Container Port Traffic

Total volume of containerized cargo handled at ports, measured in twenty-foot equivalent units (TEU).

Quick Reference

Unit

TEU

Category

Transportation

Metric Code

container_port_traffic

How It's Calculated

Total number of containers loaded and unloaded at a country's ports, standardized to twenty-foot equivalent units (TEUs). One TEU equals a standard 20-foot shipping container (6.1m × 2.4m × 2.6m). A 40-foot container counts as 2 TEUs. Includes coastal shipping and international journeys. Transshipment traffic (containers unloaded and reloaded at intermediate ports) is double-counted (once as unload, once as load). Empty containers are included. Based on port authority records and containerized cargo manifests.

Why It Matters

Container port traffic is a direct measure of international trade activity, as ~80% of global goods trade by volume travels by sea, and ~60% of that is containerized. High TEU throughput indicates export manufacturing strength (China, South Korea), transshipment hub status (Singapore, Dubai), or large import markets (US, Europe).
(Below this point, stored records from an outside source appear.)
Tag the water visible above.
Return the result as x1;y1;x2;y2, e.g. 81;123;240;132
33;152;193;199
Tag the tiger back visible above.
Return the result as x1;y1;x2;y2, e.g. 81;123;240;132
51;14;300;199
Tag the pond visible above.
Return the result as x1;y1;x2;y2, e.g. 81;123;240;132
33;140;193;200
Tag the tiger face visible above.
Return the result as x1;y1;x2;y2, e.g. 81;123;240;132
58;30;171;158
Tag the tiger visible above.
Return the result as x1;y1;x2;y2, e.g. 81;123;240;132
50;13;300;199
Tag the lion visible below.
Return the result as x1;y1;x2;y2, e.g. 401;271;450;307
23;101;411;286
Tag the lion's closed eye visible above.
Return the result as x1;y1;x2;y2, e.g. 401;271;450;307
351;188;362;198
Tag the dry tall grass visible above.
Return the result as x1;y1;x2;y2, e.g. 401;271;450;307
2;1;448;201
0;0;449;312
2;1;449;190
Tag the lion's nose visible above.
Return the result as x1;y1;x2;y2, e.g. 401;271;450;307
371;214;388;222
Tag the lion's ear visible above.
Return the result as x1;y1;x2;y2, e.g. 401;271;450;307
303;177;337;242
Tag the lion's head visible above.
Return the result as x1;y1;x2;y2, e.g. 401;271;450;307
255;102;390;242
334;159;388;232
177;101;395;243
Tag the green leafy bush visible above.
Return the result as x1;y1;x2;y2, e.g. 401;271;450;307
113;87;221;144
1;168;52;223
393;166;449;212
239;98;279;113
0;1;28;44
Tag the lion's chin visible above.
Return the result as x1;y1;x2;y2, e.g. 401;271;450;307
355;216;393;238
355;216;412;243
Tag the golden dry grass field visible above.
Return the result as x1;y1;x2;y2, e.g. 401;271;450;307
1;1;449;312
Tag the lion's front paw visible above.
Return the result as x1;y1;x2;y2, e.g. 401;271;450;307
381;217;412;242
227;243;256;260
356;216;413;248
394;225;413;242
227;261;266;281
Containerization revolutionized trade by reducing costs 90% and enabling just-in-time global supply chains. Port efficiency determines trade competitiveness and logistics costs.

Understanding the Values

Very Low: < 100,000 TEU/year (minimal trade - landlocked or subsistence economies) Low: 100,000-1 million TEU (limited trade - small ports) Moderate: 1-10 million TEU (significant trade - regional hubs) High: 10-40 million TEU (major trade - large economies or transshipment hubs) Very High: > 40 million TEU (global mega-ports - Shanghai 47M, Singapore 37M, Shenzhen 30M) Global total: ~815 million TEU (2021) Top 10 ports handle 30% of global container traffic Transshipment hubs (Singapore, Rotterdam) have high TEU relative to GDP

Related Metrics

Data Quality & Coverage

Coverage: ~150 countries with seaports Update frequency: Annual Source: World Bank WDI / national port authorities / Containerisation International Limitations: Transshipment double-counting inflates hub port volumes (Singapore moves many containers not destined for Singapore). Empty containers included (repositioning empties is significant traffic). Does not measure port efficiency (dwell time, crane productivity). Landlocked countries have zero values. Coastal countries without container ports not reported. Break-bulk cargo (non-containerized) not included. Data quality varies - major ports reliable, smaller ports estimated.